Subcontracting Rape and Torture

It is difficult enough to bring US soldiers who commit war crimes and human rights violations to (always inadequate) military justice, but it is even more difficult to discipline shadowy private contractors hired by the US military. According to Julian Borger, a contractor who raped a teen-age Iraqi boy was allowed to walk scot-free:
Colonel Jill Morgenthaler, speaking for central command, told the Guardian: "One contractor was originally included with six soldiers, accused for his treatment of the prisoners, but we had no jurisdiction over him. It was left up to the contractor on how to deal with him."
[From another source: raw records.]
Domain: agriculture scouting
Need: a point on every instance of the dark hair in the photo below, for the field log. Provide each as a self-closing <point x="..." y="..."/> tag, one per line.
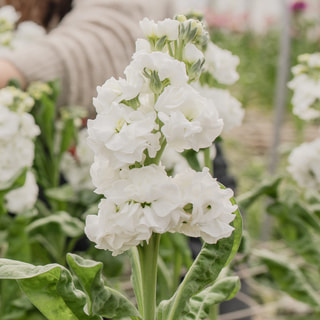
<point x="44" y="12"/>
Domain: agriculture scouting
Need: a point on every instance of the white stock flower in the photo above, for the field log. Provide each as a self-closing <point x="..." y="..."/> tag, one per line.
<point x="209" y="208"/>
<point x="125" y="132"/>
<point x="306" y="96"/>
<point x="23" y="198"/>
<point x="192" y="54"/>
<point x="115" y="90"/>
<point x="76" y="167"/>
<point x="117" y="227"/>
<point x="304" y="164"/>
<point x="222" y="64"/>
<point x="166" y="27"/>
<point x="190" y="121"/>
<point x="157" y="194"/>
<point x="229" y="108"/>
<point x="166" y="67"/>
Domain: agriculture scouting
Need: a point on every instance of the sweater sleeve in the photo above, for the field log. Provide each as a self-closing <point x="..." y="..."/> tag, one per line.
<point x="92" y="43"/>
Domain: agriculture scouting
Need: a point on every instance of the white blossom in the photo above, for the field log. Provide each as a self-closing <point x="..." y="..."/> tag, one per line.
<point x="157" y="194"/>
<point x="222" y="64"/>
<point x="125" y="132"/>
<point x="114" y="90"/>
<point x="117" y="228"/>
<point x="190" y="121"/>
<point x="304" y="164"/>
<point x="208" y="205"/>
<point x="23" y="198"/>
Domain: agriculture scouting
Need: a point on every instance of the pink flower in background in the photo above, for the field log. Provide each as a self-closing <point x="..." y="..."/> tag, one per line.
<point x="298" y="6"/>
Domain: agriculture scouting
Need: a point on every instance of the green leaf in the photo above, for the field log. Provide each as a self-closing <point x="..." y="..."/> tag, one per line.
<point x="203" y="272"/>
<point x="200" y="304"/>
<point x="289" y="278"/>
<point x="101" y="300"/>
<point x="50" y="288"/>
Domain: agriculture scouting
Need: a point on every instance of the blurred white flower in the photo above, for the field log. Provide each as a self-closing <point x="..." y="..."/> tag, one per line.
<point x="23" y="198"/>
<point x="306" y="96"/>
<point x="208" y="205"/>
<point x="222" y="64"/>
<point x="304" y="164"/>
<point x="229" y="108"/>
<point x="75" y="165"/>
<point x="190" y="121"/>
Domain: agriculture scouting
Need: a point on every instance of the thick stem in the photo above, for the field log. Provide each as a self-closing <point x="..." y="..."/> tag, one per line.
<point x="148" y="255"/>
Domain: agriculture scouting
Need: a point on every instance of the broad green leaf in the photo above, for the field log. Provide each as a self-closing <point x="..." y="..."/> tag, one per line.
<point x="50" y="288"/>
<point x="299" y="229"/>
<point x="200" y="304"/>
<point x="101" y="300"/>
<point x="289" y="278"/>
<point x="203" y="272"/>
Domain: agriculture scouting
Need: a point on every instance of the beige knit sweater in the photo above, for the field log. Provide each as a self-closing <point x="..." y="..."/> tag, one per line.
<point x="92" y="43"/>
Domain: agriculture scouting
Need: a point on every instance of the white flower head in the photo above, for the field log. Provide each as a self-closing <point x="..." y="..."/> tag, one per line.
<point x="304" y="165"/>
<point x="114" y="90"/>
<point x="221" y="64"/>
<point x="208" y="205"/>
<point x="157" y="194"/>
<point x="190" y="121"/>
<point x="117" y="227"/>
<point x="23" y="198"/>
<point x="126" y="132"/>
<point x="166" y="27"/>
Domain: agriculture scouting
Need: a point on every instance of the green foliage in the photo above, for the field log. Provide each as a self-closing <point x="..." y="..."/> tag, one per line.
<point x="55" y="292"/>
<point x="203" y="272"/>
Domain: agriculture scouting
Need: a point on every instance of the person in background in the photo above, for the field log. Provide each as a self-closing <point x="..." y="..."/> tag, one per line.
<point x="88" y="41"/>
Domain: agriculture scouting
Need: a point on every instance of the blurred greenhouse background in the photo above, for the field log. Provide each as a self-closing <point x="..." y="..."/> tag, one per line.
<point x="268" y="36"/>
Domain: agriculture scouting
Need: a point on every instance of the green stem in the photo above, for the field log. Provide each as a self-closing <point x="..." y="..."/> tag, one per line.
<point x="213" y="315"/>
<point x="207" y="160"/>
<point x="148" y="254"/>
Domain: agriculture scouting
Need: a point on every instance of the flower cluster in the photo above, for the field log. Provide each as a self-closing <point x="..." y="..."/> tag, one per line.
<point x="17" y="132"/>
<point x="306" y="87"/>
<point x="14" y="34"/>
<point x="138" y="117"/>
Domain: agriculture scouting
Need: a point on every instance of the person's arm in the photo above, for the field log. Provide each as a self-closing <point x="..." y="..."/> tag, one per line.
<point x="9" y="72"/>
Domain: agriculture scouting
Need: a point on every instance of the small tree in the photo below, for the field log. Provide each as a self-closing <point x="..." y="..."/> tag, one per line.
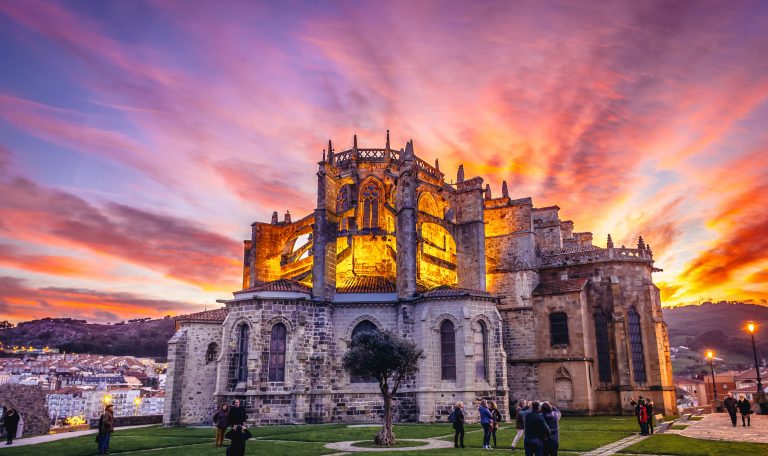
<point x="388" y="358"/>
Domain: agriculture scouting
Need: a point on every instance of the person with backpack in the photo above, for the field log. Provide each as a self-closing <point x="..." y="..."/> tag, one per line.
<point x="497" y="418"/>
<point x="457" y="418"/>
<point x="520" y="410"/>
<point x="485" y="421"/>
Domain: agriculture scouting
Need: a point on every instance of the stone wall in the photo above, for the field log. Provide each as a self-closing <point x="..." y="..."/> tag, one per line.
<point x="29" y="401"/>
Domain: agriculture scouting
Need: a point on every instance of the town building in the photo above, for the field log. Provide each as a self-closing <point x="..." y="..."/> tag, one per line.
<point x="505" y="298"/>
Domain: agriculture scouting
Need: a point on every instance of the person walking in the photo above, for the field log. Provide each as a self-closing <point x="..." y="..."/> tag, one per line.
<point x="106" y="427"/>
<point x="496" y="415"/>
<point x="238" y="435"/>
<point x="220" y="420"/>
<point x="551" y="416"/>
<point x="11" y="425"/>
<point x="485" y="421"/>
<point x="731" y="405"/>
<point x="457" y="418"/>
<point x="536" y="431"/>
<point x="520" y="410"/>
<point x="746" y="409"/>
<point x="237" y="415"/>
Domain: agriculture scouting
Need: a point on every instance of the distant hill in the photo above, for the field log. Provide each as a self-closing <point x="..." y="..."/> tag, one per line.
<point x="142" y="337"/>
<point x="720" y="327"/>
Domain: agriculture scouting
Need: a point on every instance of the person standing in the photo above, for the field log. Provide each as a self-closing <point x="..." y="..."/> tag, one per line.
<point x="520" y="410"/>
<point x="237" y="415"/>
<point x="746" y="409"/>
<point x="457" y="418"/>
<point x="496" y="415"/>
<point x="238" y="435"/>
<point x="536" y="431"/>
<point x="11" y="425"/>
<point x="220" y="420"/>
<point x="552" y="417"/>
<point x="485" y="421"/>
<point x="106" y="427"/>
<point x="731" y="405"/>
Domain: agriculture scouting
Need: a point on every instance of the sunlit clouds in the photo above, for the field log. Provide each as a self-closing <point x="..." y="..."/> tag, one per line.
<point x="141" y="139"/>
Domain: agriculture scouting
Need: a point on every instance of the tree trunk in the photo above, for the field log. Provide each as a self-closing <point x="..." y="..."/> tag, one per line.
<point x="385" y="435"/>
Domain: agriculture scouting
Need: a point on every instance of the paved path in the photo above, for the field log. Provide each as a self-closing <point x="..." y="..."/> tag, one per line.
<point x="63" y="435"/>
<point x="717" y="426"/>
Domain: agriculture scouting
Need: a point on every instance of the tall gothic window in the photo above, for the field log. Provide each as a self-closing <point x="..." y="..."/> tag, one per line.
<point x="342" y="204"/>
<point x="481" y="352"/>
<point x="371" y="195"/>
<point x="277" y="353"/>
<point x="558" y="328"/>
<point x="636" y="344"/>
<point x="603" y="346"/>
<point x="447" y="350"/>
<point x="241" y="356"/>
<point x="363" y="326"/>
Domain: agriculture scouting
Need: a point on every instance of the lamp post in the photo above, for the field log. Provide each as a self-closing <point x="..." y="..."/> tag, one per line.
<point x="710" y="355"/>
<point x="760" y="396"/>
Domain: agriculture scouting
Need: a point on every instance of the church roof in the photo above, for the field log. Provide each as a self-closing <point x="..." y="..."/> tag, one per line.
<point x="279" y="285"/>
<point x="559" y="287"/>
<point x="208" y="315"/>
<point x="366" y="284"/>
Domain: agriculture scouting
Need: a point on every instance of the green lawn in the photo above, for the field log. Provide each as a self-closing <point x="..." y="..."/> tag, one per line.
<point x="685" y="446"/>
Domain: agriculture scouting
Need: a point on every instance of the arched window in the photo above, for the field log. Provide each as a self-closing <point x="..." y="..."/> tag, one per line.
<point x="370" y="195"/>
<point x="636" y="344"/>
<point x="558" y="328"/>
<point x="241" y="355"/>
<point x="447" y="350"/>
<point x="603" y="346"/>
<point x="277" y="353"/>
<point x="481" y="352"/>
<point x="212" y="352"/>
<point x="342" y="205"/>
<point x="363" y="326"/>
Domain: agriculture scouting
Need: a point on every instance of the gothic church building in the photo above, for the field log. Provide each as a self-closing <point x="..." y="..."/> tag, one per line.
<point x="505" y="299"/>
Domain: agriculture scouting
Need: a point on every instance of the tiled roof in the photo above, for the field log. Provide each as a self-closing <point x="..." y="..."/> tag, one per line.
<point x="208" y="315"/>
<point x="559" y="287"/>
<point x="366" y="284"/>
<point x="279" y="285"/>
<point x="447" y="290"/>
<point x="570" y="249"/>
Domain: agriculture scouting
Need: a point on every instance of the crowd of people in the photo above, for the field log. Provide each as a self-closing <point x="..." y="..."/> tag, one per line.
<point x="537" y="423"/>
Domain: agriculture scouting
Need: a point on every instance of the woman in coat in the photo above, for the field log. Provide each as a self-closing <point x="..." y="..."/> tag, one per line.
<point x="746" y="409"/>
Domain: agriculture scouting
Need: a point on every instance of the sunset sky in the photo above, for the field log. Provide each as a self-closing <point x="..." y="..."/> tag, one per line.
<point x="139" y="140"/>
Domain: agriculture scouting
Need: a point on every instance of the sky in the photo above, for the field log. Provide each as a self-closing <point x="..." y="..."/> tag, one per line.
<point x="140" y="139"/>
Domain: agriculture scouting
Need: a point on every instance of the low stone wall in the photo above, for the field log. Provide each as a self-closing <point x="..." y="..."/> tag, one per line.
<point x="29" y="401"/>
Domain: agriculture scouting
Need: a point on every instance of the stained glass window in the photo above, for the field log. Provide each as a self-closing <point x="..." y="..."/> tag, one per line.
<point x="636" y="344"/>
<point x="447" y="351"/>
She did not specify the accusation facing the contractor, but according to several sources with detailed knowledge of the case, he raped an Iraqi inmate in his mid-teens. ("US Military in Torture Scandal," April 30, 2004)
Will we ever know even who the rapist is?
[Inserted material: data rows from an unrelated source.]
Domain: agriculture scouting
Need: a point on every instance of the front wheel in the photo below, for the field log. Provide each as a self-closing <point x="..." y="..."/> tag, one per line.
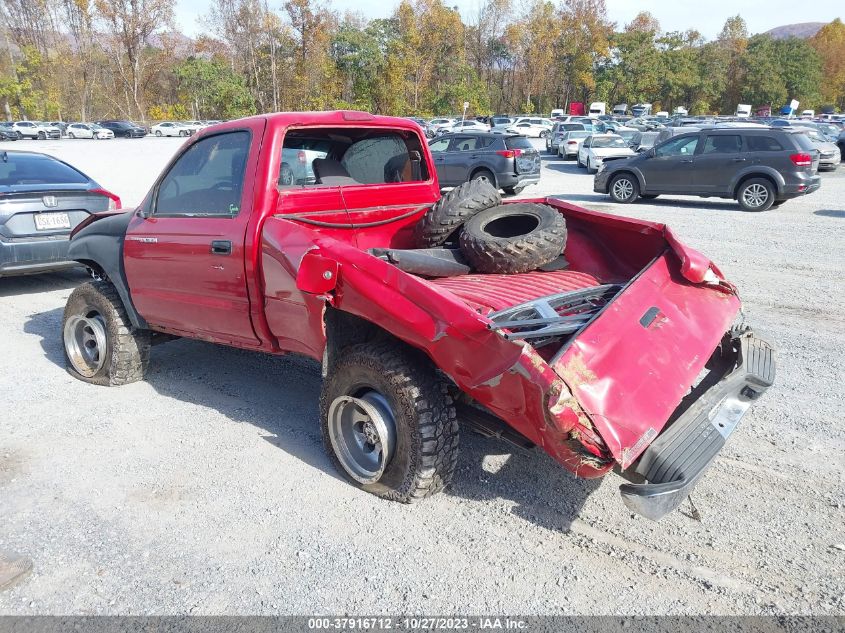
<point x="388" y="422"/>
<point x="101" y="345"/>
<point x="756" y="194"/>
<point x="624" y="188"/>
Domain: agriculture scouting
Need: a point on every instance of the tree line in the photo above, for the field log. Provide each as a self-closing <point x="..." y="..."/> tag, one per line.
<point x="87" y="59"/>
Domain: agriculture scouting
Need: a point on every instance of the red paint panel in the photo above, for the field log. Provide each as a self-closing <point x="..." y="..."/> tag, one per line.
<point x="630" y="377"/>
<point x="489" y="293"/>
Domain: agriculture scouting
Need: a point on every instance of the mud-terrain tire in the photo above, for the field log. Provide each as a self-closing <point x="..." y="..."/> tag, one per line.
<point x="101" y="346"/>
<point x="452" y="210"/>
<point x="513" y="238"/>
<point x="401" y="386"/>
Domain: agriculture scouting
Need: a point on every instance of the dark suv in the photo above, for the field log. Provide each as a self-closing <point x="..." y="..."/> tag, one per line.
<point x="126" y="129"/>
<point x="759" y="167"/>
<point x="508" y="162"/>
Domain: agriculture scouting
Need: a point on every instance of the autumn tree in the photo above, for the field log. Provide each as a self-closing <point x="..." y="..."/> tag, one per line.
<point x="829" y="43"/>
<point x="130" y="26"/>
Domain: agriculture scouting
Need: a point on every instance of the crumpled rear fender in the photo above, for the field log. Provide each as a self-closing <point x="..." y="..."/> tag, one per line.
<point x="509" y="378"/>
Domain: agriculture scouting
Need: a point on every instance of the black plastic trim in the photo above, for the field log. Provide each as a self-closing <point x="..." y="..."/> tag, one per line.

The Sunday Herald reveals that two contractors hired to do "interrogations at Abu Ghraib" are financially "linked to the Bush administration":
Two “civilian contract” organisations taking part in interrogations at Abu Ghraib are linked to the Bush administration.
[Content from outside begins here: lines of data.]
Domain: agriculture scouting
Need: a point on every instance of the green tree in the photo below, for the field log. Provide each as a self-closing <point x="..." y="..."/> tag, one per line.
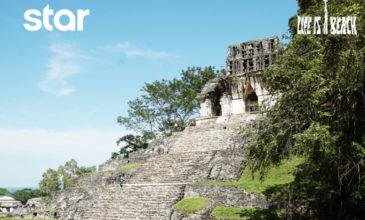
<point x="63" y="177"/>
<point x="50" y="183"/>
<point x="165" y="102"/>
<point x="24" y="195"/>
<point x="4" y="192"/>
<point x="320" y="114"/>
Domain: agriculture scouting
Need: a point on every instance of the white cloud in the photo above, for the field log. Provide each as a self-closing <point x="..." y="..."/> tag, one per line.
<point x="86" y="146"/>
<point x="61" y="66"/>
<point x="130" y="50"/>
<point x="26" y="154"/>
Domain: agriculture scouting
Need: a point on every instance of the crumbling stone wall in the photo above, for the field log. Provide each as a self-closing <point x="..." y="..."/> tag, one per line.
<point x="240" y="90"/>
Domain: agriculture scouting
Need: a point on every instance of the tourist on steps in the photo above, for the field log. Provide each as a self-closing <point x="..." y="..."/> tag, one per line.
<point x="165" y="149"/>
<point x="121" y="180"/>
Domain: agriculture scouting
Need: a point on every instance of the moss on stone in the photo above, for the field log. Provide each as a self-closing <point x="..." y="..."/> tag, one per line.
<point x="279" y="175"/>
<point x="191" y="205"/>
<point x="245" y="213"/>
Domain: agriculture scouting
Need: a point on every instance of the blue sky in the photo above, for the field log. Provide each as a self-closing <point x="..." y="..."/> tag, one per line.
<point x="61" y="92"/>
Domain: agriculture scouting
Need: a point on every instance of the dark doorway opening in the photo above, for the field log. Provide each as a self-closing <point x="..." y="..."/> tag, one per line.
<point x="216" y="101"/>
<point x="252" y="102"/>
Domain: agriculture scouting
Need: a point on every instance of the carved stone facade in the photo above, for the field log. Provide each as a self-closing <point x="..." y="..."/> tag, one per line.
<point x="240" y="90"/>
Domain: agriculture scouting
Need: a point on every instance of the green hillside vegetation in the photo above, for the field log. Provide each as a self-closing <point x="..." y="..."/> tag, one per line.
<point x="275" y="176"/>
<point x="191" y="205"/>
<point x="245" y="213"/>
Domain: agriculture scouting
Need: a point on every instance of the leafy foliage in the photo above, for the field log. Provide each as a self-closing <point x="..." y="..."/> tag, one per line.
<point x="167" y="102"/>
<point x="55" y="180"/>
<point x="192" y="205"/>
<point x="24" y="195"/>
<point x="245" y="213"/>
<point x="320" y="114"/>
<point x="50" y="182"/>
<point x="4" y="192"/>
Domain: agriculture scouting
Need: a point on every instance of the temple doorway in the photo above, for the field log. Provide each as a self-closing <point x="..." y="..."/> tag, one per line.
<point x="251" y="99"/>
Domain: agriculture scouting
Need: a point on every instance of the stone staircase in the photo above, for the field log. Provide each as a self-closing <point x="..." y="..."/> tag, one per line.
<point x="135" y="202"/>
<point x="161" y="180"/>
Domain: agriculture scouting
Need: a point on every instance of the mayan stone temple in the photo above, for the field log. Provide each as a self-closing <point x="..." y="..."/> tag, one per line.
<point x="206" y="153"/>
<point x="240" y="91"/>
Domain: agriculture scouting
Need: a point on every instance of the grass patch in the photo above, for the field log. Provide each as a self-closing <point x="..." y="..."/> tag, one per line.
<point x="27" y="218"/>
<point x="130" y="166"/>
<point x="191" y="205"/>
<point x="245" y="213"/>
<point x="279" y="175"/>
<point x="99" y="172"/>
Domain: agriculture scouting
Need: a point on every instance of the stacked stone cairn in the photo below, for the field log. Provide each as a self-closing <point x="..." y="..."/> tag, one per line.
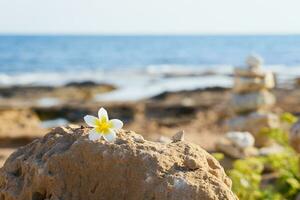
<point x="252" y="100"/>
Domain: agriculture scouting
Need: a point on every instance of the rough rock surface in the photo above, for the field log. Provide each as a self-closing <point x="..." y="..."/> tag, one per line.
<point x="65" y="165"/>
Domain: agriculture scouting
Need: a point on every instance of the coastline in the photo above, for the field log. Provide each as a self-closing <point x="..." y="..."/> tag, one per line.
<point x="200" y="112"/>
California-based Titan Corporation says it is “a leading provider of solutions and services for national security”. Between 2003-04, it gave nearly $40,000 to George W Bush’s Republican Party. Titan supplied translators to the military.

CACI International Inc. describes its aim as helping “America’s intelligence community in the war on terrorism”. Richard Armitage, the current deputy US secretary of state, sat on CACI’s board. (Neil Mackay, "The Pictures That Lost The War," May 2, 2004)
The problem of contractors committing crime without punishment is not a new one, though; nor did the problem originate during the Bush administration. To take just one example, one of the private contractors providing "security" in Iraq is DynCorp, a company whose employees were said to have purchased women -- some of whom were "as young as 12" -- from brothels and held them in sexual slavery in Bosnia:
In early 2000, the U.S. Army received information that private contractors working at a base near Tuzla, Bosnia, were purchasing women from local brothels. Some of the women may have been as young as 12, and some were being held as sex slaves, the sources alleged.

Investigations by the Bosnian police and the U.S. Army confirmed the gist of those reports, turning up significant evidence of wrongdoing by at least seven men -- including at least one supervisor -- employed by Reston, Va.-based DynCorp. Despite those findings, no one ever faced criminal charges or prosecution in either Bosnia or the United States. (Robert Capps, "Crime without Punishment," Salon.com June 27, 2002)
By employing private contractors, Washington hopes to escape its moral, legal, and financial responsibility, much like corporations that subcontract work to sweatshops and governments that delegate their dirtiest work to paramilitary death squads. That's a bipartisan problem.